The Virgin Suicides was incredible - Jeffrey Eugenides
In a normal happy American neighbourhood a group of boys look over to the other side of the street where you can find 5 beautiful sisters who are about to kill themselves. So, why would I even recommend this book to you when it is so filled with violence.
The five Lisbon girls are mysterious, beautiful and always move in a group, a group of boys observe then, obsess over them. Suddenly, Cecilia, the youngest, killsl herself and from that moment forward the Lisbon girls are not the same.
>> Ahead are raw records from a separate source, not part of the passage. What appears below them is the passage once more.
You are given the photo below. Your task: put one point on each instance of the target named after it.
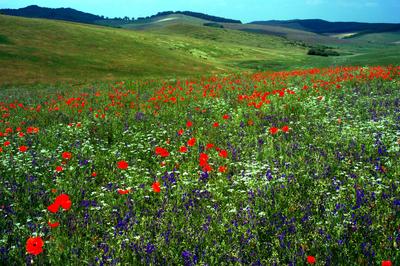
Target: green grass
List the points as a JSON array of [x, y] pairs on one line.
[[327, 186], [46, 51]]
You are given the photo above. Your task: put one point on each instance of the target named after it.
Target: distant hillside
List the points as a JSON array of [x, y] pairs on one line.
[[67, 14], [322, 26], [193, 14]]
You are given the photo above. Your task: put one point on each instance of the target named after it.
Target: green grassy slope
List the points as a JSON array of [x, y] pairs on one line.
[[46, 51], [35, 50]]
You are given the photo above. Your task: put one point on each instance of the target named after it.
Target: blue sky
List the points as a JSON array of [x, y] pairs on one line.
[[245, 10]]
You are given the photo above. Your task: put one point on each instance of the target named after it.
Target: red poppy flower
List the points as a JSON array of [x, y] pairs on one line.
[[53, 225], [162, 152], [53, 208], [191, 142], [63, 201], [209, 146], [223, 154], [67, 155], [311, 259], [285, 129], [273, 130], [23, 149], [156, 187], [34, 245], [123, 191], [207, 168], [123, 165]]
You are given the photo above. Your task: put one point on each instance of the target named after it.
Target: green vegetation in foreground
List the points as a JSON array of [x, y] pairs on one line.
[[327, 186], [36, 50]]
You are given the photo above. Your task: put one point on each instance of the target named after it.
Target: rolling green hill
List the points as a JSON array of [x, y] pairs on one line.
[[322, 26], [49, 51], [381, 37], [37, 50]]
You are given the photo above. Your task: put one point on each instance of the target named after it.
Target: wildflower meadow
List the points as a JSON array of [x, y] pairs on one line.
[[274, 168]]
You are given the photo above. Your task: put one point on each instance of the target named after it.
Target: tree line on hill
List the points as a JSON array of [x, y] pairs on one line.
[[73, 15]]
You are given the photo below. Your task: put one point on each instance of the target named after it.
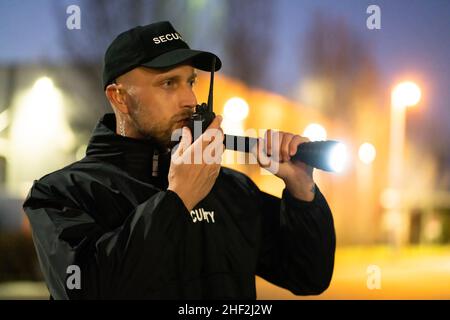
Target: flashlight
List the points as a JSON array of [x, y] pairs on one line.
[[328, 155]]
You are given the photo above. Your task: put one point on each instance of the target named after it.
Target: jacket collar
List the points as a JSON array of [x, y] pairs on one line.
[[140, 158]]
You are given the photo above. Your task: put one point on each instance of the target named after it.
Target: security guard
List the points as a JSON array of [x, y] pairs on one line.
[[135, 223]]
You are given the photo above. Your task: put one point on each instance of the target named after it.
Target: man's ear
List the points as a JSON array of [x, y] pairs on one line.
[[117, 97]]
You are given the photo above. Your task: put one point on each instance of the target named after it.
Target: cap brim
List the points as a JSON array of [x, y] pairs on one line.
[[199, 59]]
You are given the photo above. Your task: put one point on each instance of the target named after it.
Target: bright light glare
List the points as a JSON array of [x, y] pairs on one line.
[[315, 132], [40, 119], [235, 109], [406, 94], [338, 158], [367, 153]]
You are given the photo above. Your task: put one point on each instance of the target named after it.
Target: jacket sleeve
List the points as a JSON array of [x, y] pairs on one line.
[[298, 243], [138, 258]]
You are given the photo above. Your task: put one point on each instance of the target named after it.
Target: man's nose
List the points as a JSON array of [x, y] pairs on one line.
[[188, 98]]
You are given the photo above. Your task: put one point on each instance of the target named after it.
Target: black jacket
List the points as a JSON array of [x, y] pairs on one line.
[[132, 238]]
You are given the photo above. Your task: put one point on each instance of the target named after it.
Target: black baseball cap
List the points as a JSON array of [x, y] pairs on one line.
[[157, 45]]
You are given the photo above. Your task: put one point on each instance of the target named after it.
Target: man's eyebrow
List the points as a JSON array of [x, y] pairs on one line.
[[193, 76]]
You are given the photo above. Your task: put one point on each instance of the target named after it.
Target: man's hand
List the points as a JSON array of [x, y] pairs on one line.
[[279, 147], [195, 166]]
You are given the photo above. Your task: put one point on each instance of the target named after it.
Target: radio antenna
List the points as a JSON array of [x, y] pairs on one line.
[[211, 85]]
Young girls suffer in a world that is still run by men and the Virgin Suicides exactly shows that. Eugenides uses a very special narrator to tell the story of the Lisbon girls: a group of neighbourhood boys. It just shows a perfect example of the women are constantly sexualised and reduced to their beauty. When the young girls are obviously suffering, the boys keep telling us how beautiful they are, how mysterious they are, which boys they are with, what they are doing. They never help them, how they should’ve, for the reason they should’ve. They help them because they are seeing themselves like the savours of the beautiful neighbours, nothing more.
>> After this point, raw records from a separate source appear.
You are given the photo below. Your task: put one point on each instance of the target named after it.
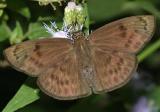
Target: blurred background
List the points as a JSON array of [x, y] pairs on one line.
[[22, 20]]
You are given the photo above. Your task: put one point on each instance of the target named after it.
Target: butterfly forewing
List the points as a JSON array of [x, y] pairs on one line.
[[54, 62], [128, 34], [34, 57], [113, 49]]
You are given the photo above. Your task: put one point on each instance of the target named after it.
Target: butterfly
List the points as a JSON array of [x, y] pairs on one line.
[[69, 69]]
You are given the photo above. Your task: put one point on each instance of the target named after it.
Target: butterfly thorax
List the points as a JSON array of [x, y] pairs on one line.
[[77, 35]]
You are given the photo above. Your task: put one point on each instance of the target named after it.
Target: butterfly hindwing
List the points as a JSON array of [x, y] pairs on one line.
[[63, 80], [113, 69]]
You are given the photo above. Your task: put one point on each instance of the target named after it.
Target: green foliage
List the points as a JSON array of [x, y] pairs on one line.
[[21, 20]]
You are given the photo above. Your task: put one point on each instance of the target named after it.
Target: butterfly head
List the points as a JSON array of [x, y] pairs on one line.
[[77, 35]]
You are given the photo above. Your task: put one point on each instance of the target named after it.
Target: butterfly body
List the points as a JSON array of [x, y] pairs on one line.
[[82, 49], [73, 68]]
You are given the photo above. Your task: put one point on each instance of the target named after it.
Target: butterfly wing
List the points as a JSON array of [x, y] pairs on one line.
[[33, 57], [113, 69], [128, 34], [64, 81], [113, 48], [54, 62]]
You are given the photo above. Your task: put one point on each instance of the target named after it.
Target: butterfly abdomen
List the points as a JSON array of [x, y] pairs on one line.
[[82, 49]]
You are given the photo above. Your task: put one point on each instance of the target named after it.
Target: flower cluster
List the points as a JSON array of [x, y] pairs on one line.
[[73, 21]]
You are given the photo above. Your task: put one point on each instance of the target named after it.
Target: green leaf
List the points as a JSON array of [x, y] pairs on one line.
[[154, 95], [23, 97], [19, 6], [149, 50], [25, 12], [17, 34], [100, 10], [4, 31]]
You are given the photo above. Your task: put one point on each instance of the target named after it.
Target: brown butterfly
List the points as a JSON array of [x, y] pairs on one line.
[[70, 69]]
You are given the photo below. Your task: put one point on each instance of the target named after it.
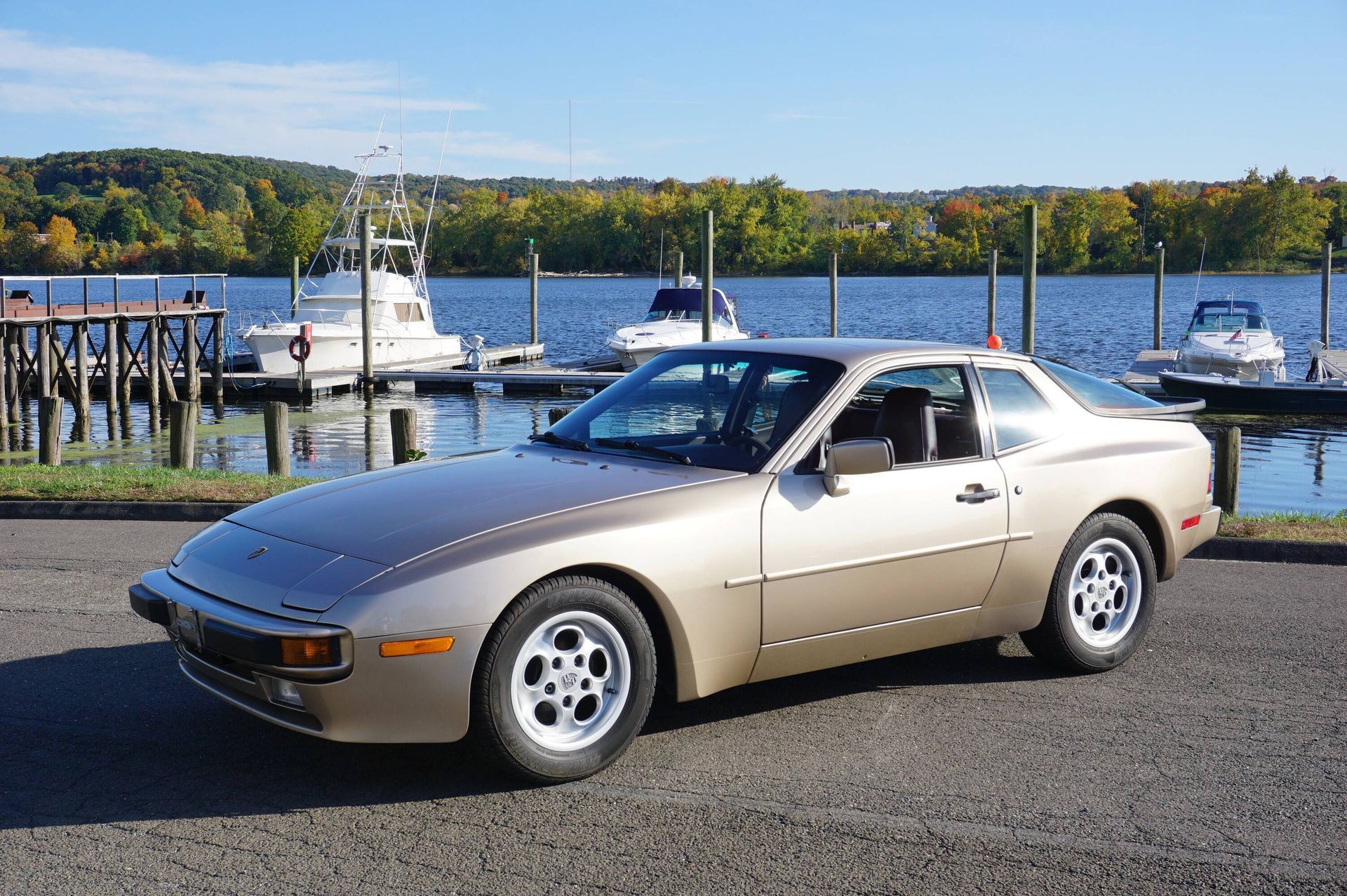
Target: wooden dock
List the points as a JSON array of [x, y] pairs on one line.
[[1144, 373], [593, 373]]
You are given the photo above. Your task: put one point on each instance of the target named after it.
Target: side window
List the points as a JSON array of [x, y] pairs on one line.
[[1019, 413], [926, 414]]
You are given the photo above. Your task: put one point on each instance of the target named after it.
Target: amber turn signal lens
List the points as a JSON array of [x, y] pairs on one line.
[[306, 651], [420, 646]]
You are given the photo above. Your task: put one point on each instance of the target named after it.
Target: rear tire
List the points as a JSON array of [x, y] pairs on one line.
[[565, 679], [1102, 597]]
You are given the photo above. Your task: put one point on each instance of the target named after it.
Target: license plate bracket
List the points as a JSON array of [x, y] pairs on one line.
[[187, 625]]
But you might still be asking the reason to read this depressing book. Well, let me elaborate a bit more. The writing is spectacularly beautiful. From the first sentence I was hooked. Eugenides flowers every single sentence with the most mesmerising words, making the girls even more mysterious. He also doesn’t try to dramatise the suicides themselves, he rather focuses on their lives before and how the boys envision them.
Finally, Eugenides is obviously a man but, he still has captured perfectly how it is to be a girl, living in a world where men still are seen a superior, in a world where men so often take advantage of girls and in a world where even in your own home, you can still feel extremely alone.